Describe the differences between a parametric and a non-parametric statistical learning approach. What are the advantages of a parametric approach to regression or classification (as opposed to a non-parametric approach)? What are its disadvantages?

A parametric approach simplifies the problem of estimating the best fit to the training data f(x) by making some assumptions about the functional form of f(x), this reduces the problem to estimating the parameters of the model. A non-parametric approach make no such assumptions and so f(x) can take any arbitrary shape.
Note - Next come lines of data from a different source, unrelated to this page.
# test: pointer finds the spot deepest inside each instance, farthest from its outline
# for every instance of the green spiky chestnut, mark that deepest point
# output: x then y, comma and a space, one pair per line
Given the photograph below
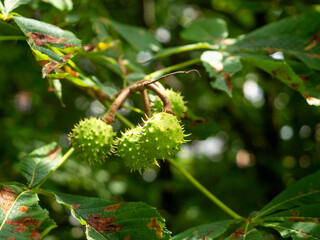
92, 139
129, 149
176, 100
162, 136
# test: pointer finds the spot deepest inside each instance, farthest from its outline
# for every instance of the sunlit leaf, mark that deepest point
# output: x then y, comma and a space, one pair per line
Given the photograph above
52, 46
296, 35
303, 192
62, 5
210, 231
211, 30
297, 230
138, 37
21, 217
280, 70
110, 220
38, 164
9, 5
221, 66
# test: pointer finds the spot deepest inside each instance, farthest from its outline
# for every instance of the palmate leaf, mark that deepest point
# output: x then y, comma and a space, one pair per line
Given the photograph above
21, 217
38, 164
215, 230
10, 5
51, 46
139, 38
62, 5
297, 35
211, 30
110, 220
304, 192
221, 66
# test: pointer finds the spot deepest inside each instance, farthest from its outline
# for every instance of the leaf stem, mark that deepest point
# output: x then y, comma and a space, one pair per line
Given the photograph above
63, 159
6, 38
172, 68
205, 191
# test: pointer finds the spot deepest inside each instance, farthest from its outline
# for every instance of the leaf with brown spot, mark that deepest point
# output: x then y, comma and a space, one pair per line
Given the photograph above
314, 41
7, 198
51, 45
41, 39
215, 230
153, 224
40, 162
23, 209
17, 220
110, 220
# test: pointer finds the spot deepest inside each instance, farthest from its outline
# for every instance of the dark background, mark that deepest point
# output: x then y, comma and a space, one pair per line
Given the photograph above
245, 150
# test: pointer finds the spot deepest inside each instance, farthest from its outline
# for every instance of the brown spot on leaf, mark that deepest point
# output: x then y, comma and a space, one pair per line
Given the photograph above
75, 206
207, 234
88, 47
153, 224
315, 220
312, 56
52, 65
227, 81
314, 40
103, 224
304, 236
23, 209
7, 197
67, 45
297, 219
237, 234
113, 208
41, 39
52, 154
22, 226
296, 213
304, 78
43, 62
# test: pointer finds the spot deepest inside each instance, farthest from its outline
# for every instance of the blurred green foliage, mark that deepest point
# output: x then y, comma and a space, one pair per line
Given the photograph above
245, 149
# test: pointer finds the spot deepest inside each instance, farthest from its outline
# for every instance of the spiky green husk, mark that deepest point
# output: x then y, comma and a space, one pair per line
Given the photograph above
176, 100
162, 136
92, 139
129, 149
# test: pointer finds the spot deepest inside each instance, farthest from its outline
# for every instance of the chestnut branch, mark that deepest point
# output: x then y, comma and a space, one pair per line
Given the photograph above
141, 86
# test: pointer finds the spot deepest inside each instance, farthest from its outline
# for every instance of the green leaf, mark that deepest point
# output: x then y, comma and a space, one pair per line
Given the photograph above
38, 164
180, 49
1, 7
110, 220
21, 217
221, 66
52, 46
211, 30
137, 37
303, 192
56, 87
210, 231
297, 35
9, 5
62, 5
278, 69
297, 230
251, 234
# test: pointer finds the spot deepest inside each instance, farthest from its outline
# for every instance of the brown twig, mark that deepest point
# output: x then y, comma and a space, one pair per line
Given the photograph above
146, 104
109, 118
141, 86
167, 107
170, 74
The advantage of the parametric approach is that it simplifies the problem of estimating f(x) because it is easier to estimate paramters than an arbitrary function. The disadvantage of this approach is that the assumed form of the function f(X) could limit the degree of accuracy with which the model can fit the training data. If too many parameters are used, in an attempt to increase the models flexibility, then overfitting can occur – meaning that the model begins to fit noise in the training data that is not representive of unseen observations.

In [148]:

import numpy as np
import pandas as pd
import seaborn as sns
import warnings
warnings.filterwarnings('ignore')

Q7¶

The table below provides a training data set containing six observations, three predictors, and one qualitative response variable.

In [50]:

df = pd.DataFrame({'Obs': [1, 2, 3, 4, 5, 6],
                   'X1': [0, 2, 0, 0, -1, 1],
                   'X2': [3, 0, 1, 1, 0, -1],
                   'X3': [0, 0, 3, 2, 1, 1],
                   'Y': ['Red', 'Red', 'Red', 'Green', 'Green', 'Red']})

df

Out[50]:

	Obs	X1	X2	X3	Y
0	1	0	3	0	Red
1	2	2	0	0	Red
2	3	0	1	3	Red
3	4	0	1	2	Green
4	5	-1	0	1	Green
5	6	1	-1	1	Red

Suppose we wish to use this data set to make a prediction for Y when X1 = X2 = X3 = 0 using K-nearest neighbors.

In [55]:

# (a) Compute the Euclidean distance between each observation and the test point,X1 =X2 =X3 =0. 

def euclidian_dist(x):
    """Compute the row-wise euclidean distance
    from the origin"""
    return (np.sum(x**2, axis=1))**0.5

euc_dist = pd.DataFrame({'EuclideanDist': euclidian_dist(df[['X1', 'X2', 'X3']])})
df_euc = pd.concat([df, euc_dist], axis=1)
df_euc

Out[55]:

	Obs	X1	X2	X3	Y	EuclideanDist
0	1	0	3	0	Red	3.000000
1	2	2	0	0	Red	2.000000
2	3	0	1	3	Red	3.162278
3	4	0	1	2	Green	2.236068
4	5	-1	0	1	Green	1.414214
5	6	1	-1	1	Red	1.732051

In [78]:

# (b) What is our prediction with K = 1? Why?  

K = 1
df_euc.nsmallest(K, 'EuclideanDist')

# Our prediction is Y=Green because that is the response value of the 
# first nearest neighbour to the point X1 = X2 = X3 = 0

Out[78]:

	Obs	X1	X2	X3	Y	EuclideanDist
4	5	-1	0	1	Green	1.414214

In [80]:

# (c) What is our prediction with K = 3? Why?  

K = 3
df_euc.nsmallest(K, 'EuclideanDist')

# Red, because majority of the 3 nearest neighbours are Red.

Out[80]:

	Obs	X1	X2	X3	Y	EuclideanDist
4	5	-1	0	1	Green	1.414214
5	6	1	-1	1	Red	1.732051
1	2	2	0	0	Red	2.000000

(d) If the Bayes decision boundary in this problem is highly non-linear, then would we expect the best value for K to be large or small? Why?

Small. A smaller value of K results in a more flexible classification model because the prediciton is based upon a smaller subset of all observations in the dataset.